Bush '04 Readying for One Democrat, Not 10WASHINGTON, Sept. 28 President Bush's political advisers have set in motion an aggressive re-election machine, building a national network of get-out-the-vote workers and amassing a pile of cash for a blanket advertising campaign expected to begin around the time Democrats settle on their candidate early next year, party officials said.
Mr. Bush's senior advisers, in interviews last week, repeatedly described the Democratic field as unusually weak and divided, providing an important if temporary cushion for Mr. Bush.
Still, they said the recent sharp drop in the president's approval ratings, the continued loss of jobs in the economy and the problems plaguing the American occupation of Iraq only made the political outlook more uncertain in an election that they have long thought could be as tightly contested as the one in 2000.
"We expect it to be a hard-fought, close election in a country narrowly divided," said Karl Rove, Mr. Bush's senior adviser. "When a Democratic nominee is finally selected, our expectation is that it could be a close and hard-fought race."
The decision to delay the start of advertising until about the time the Democrats settle on a nominee is a rejection of what had been a central element of President Bill Clinton's re-election campaign. Mr. Clinton began advertising 16 months before Election Day, in an effort to define the election before the Republicans chose an opponent.

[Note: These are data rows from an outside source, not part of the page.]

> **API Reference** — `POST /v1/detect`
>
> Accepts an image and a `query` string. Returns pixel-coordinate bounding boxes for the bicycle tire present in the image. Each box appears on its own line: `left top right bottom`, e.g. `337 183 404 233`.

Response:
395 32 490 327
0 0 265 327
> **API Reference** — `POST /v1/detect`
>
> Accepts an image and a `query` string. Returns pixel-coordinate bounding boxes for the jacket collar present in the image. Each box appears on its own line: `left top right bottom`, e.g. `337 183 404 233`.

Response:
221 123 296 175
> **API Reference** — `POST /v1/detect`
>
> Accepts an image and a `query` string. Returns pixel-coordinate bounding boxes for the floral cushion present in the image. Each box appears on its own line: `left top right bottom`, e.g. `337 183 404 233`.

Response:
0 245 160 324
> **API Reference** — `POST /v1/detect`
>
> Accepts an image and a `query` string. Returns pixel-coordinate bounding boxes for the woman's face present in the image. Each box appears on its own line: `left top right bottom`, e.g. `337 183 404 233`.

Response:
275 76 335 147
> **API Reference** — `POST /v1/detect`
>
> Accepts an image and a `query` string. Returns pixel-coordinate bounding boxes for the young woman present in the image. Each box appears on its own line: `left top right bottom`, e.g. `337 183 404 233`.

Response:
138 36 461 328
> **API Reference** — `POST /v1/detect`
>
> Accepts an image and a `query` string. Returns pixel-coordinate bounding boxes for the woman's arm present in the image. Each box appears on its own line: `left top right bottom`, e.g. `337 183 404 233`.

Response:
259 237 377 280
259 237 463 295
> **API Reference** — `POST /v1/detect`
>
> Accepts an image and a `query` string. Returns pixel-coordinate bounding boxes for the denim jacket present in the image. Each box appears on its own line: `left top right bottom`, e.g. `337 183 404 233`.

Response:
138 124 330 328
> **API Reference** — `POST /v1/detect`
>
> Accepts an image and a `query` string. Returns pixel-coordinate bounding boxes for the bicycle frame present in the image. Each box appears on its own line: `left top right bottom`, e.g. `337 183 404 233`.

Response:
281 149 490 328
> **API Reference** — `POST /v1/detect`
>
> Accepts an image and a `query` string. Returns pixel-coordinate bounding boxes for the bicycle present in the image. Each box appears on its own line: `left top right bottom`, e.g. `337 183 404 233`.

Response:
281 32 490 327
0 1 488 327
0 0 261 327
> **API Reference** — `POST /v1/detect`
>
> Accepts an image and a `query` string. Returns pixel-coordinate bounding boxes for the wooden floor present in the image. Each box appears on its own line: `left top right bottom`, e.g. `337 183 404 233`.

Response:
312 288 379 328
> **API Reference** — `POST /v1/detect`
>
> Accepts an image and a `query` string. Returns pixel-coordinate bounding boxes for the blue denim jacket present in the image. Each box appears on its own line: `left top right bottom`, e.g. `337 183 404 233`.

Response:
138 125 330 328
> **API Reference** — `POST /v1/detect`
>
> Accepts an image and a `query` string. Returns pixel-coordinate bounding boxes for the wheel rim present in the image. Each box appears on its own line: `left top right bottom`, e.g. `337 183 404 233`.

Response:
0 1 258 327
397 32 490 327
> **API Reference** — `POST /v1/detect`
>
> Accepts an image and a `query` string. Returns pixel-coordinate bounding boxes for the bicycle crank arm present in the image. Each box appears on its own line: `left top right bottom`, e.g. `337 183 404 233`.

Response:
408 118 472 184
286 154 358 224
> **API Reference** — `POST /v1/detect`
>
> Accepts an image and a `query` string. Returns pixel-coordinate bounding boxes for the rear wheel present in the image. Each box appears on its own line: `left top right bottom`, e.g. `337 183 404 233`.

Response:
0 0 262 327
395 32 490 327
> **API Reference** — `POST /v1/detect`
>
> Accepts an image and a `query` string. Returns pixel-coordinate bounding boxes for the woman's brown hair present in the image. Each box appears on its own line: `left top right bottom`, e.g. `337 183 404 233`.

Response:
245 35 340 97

Republicans said that would be a waste of money, given the battle taking place among the Democrats. Instead, aides to Mr. Bush said, their campaign would begin spending when a Democratic nominee starts to emerge from the primary battle, probably battered and very likely almost broke.
[end snip-- click link for entire article]
This may seem like a shameless plug...but, it is important nonetheless, that given this fact, we don't have someone like this overseeing the votes being tabulated in any state. In 2000 we learned that we can't afford to not pay attention to state races like this as it was shown they can affect the entire nation--and having someone with integrity in that office is important.
Why change? It has worked for them in the last 10 years.
Except for losing control of Congress, the Senate, and the Presidency.
Personally, I kinda' like their approach!
Ah, nostalgia! I luv to read the news from 1991, it makes me feel 14 years younger!
"Piece of cake Sir - Cuomo's chickened out, so it's just Tsongas, Kerrey, Harkin, Jerry Brown...and that guy, forget the name, from Arkansas or some such place".